You are viewing a plain text version of this content. The canonical link for it is here.
Posted to user@nutch.apache.org by "NG-Marketing, M.Schneider" <sc...@ng-marketing.com> on 2006/07/12 12:10:00 UTC
Pornfilter
Hello List,
does anyone of you have a "pornfilter" not to fetch those URLs and therefore
save bandwidth and storage space?
I could do that with regular expressions and the URL-filter, of course. But
maybe there is another way and somebody already made a plugin for that. Any
hints would be great.
Yours
Matthias
Re: Pornfilter
Posted by Ken Krugler <kk...@transpac.com>.
>does anyone of you have a "pornfilter" not to fetch those URLs and therefore
>save bandwidth and storage space?
>
>I could do that with regular expressions and the URL-filter, of course. But
>maybe there is another way and somebody already made a plugin for that. Any
>hints would be great.
We have an "adult content" filter that we'll be contributing back to
Nutch. It uses keywords from the URL, content and meta fields to
generate a probability value. We then flag pages as probable or
possible adult, based on ranges. Seems to be working pretty well for
us, though now we need to replicate & re-tune for poker and drug spam.

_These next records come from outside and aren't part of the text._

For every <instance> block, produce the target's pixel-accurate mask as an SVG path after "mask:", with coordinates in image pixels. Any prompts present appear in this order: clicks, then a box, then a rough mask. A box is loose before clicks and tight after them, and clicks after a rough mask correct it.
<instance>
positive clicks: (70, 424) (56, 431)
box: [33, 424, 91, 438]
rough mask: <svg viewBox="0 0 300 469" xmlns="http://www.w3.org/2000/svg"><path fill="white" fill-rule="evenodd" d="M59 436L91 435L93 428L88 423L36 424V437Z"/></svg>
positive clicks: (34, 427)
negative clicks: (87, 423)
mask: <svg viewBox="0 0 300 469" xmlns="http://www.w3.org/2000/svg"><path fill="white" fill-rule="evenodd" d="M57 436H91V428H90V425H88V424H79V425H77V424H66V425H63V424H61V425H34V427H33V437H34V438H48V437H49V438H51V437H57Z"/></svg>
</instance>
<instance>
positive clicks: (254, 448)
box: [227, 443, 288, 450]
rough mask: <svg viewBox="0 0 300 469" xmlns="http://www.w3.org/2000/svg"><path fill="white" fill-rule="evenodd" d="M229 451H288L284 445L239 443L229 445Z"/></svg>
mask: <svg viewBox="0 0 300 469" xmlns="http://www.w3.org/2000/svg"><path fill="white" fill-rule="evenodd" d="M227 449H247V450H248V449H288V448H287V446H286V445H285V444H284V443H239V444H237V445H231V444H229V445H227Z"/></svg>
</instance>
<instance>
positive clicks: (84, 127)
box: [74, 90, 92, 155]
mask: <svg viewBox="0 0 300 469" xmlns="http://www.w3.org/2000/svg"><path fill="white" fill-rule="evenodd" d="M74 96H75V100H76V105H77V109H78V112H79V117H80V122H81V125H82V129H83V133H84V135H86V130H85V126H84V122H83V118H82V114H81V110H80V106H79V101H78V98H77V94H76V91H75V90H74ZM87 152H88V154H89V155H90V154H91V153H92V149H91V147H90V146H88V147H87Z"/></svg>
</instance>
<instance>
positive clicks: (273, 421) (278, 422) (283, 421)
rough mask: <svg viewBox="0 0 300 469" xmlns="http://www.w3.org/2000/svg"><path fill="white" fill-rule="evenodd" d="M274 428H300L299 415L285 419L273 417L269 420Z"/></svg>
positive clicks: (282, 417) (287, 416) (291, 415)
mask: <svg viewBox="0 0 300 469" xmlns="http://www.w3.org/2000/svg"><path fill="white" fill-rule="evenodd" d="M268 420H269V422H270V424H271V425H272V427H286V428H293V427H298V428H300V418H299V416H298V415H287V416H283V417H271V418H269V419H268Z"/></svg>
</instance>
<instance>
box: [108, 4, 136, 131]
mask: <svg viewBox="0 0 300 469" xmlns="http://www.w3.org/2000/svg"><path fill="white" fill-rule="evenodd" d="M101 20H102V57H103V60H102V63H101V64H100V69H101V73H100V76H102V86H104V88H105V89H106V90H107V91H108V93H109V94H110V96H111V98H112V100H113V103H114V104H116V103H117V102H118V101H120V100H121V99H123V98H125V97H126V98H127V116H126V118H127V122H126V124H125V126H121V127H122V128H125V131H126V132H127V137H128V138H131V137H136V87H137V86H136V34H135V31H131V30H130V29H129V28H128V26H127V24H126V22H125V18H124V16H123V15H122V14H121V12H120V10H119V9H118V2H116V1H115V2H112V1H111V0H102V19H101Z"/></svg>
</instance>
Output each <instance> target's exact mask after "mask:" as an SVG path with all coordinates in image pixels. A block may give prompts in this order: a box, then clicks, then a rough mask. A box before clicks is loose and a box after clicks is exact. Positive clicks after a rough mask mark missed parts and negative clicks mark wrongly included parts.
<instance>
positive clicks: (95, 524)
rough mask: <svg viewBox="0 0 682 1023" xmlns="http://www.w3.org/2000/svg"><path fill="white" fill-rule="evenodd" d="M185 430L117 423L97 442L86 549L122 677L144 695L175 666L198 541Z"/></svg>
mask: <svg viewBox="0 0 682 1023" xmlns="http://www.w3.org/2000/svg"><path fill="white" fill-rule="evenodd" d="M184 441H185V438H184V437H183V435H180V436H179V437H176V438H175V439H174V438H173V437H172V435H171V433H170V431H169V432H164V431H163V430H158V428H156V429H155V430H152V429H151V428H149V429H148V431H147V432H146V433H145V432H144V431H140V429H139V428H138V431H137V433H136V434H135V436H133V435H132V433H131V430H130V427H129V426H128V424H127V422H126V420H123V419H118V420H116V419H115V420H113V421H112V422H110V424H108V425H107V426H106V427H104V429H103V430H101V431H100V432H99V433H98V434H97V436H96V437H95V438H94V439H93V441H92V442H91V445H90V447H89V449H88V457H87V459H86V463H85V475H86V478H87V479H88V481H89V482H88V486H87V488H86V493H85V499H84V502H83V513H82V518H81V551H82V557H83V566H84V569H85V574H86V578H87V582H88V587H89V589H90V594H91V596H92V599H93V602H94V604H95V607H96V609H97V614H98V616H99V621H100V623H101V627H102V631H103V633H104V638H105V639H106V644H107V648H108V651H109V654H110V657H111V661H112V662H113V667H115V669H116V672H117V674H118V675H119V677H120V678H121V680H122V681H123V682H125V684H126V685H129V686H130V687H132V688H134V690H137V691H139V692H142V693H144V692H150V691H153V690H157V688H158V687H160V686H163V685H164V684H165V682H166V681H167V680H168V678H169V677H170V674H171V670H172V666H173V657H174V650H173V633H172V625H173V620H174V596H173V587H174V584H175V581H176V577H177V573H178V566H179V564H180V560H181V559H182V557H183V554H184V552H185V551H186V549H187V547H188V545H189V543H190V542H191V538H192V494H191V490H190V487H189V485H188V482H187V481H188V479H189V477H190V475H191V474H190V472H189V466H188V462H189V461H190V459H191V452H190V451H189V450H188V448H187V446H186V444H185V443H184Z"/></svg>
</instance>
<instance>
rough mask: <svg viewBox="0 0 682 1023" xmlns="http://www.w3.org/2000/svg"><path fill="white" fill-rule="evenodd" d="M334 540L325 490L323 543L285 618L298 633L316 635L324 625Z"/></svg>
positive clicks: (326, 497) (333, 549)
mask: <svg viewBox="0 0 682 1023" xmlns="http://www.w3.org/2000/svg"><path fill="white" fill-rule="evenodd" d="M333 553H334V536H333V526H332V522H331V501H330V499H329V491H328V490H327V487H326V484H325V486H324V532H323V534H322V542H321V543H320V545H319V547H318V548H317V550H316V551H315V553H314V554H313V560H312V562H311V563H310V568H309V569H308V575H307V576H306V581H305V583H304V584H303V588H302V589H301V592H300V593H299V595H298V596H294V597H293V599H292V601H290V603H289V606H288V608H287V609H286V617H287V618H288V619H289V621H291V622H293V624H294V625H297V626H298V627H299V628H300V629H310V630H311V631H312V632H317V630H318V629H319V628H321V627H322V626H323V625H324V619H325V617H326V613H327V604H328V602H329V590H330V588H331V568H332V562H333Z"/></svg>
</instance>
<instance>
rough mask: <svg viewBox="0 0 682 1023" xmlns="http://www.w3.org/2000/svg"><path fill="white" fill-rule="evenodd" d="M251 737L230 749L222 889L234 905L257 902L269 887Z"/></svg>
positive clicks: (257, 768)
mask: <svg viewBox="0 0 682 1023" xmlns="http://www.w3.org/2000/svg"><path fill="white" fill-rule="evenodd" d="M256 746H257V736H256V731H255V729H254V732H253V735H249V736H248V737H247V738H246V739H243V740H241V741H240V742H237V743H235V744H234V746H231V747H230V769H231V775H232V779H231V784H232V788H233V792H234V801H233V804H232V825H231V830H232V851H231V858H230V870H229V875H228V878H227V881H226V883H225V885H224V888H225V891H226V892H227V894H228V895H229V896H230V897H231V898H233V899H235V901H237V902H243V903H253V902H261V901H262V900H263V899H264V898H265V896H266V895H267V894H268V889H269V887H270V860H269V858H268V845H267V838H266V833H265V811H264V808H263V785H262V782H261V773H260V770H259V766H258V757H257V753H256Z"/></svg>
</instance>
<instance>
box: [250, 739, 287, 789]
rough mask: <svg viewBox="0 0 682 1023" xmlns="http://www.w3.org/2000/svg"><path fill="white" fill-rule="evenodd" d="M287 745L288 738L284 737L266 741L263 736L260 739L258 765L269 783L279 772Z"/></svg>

Note that this does mean that an adult page does get fetched, but
where it's a win is in penalizing (via OPIC-style scoring) pages that
this adult page points to. So we still wind up fetching a lot fewer
worthless pages.
One potential problem this creates is that a lot of adult sites
contain links to download various video player software. So some
high-level pages at Adobe, Microsoft, Apple, etc. wind up getting
identified as also being "adult" in nature, but since those pages
aren't part of our focused crawl anyway, it's not a big deal for us.
-- Ken
--
Ken Krugler
Krugle, Inc.
+1 530-210-6378
"Find Code, Find Answers"
Re: Pornfilter
Posted by Matthias Jaekle <ja...@eventax.de>.
Hi,
We once downloaded a very flexibel regex from squidguard to ignore most
of the porn urls.
Matthias
NG-Marketing, M.Schneider wrote:
> Hello List,
>
>
>
> does anyone of you have a "pornfilter" not to fetch those URLs and therefore
> save bandwidth and storage space?
>
>
>
> I could do that with regular expressions and the URL-filter, of course. But
> maybe there is another way and somebody already made a plugin for that. Any
> hints would be great.
>
>
>
> Yours
>
> Matthias
>
>
>
>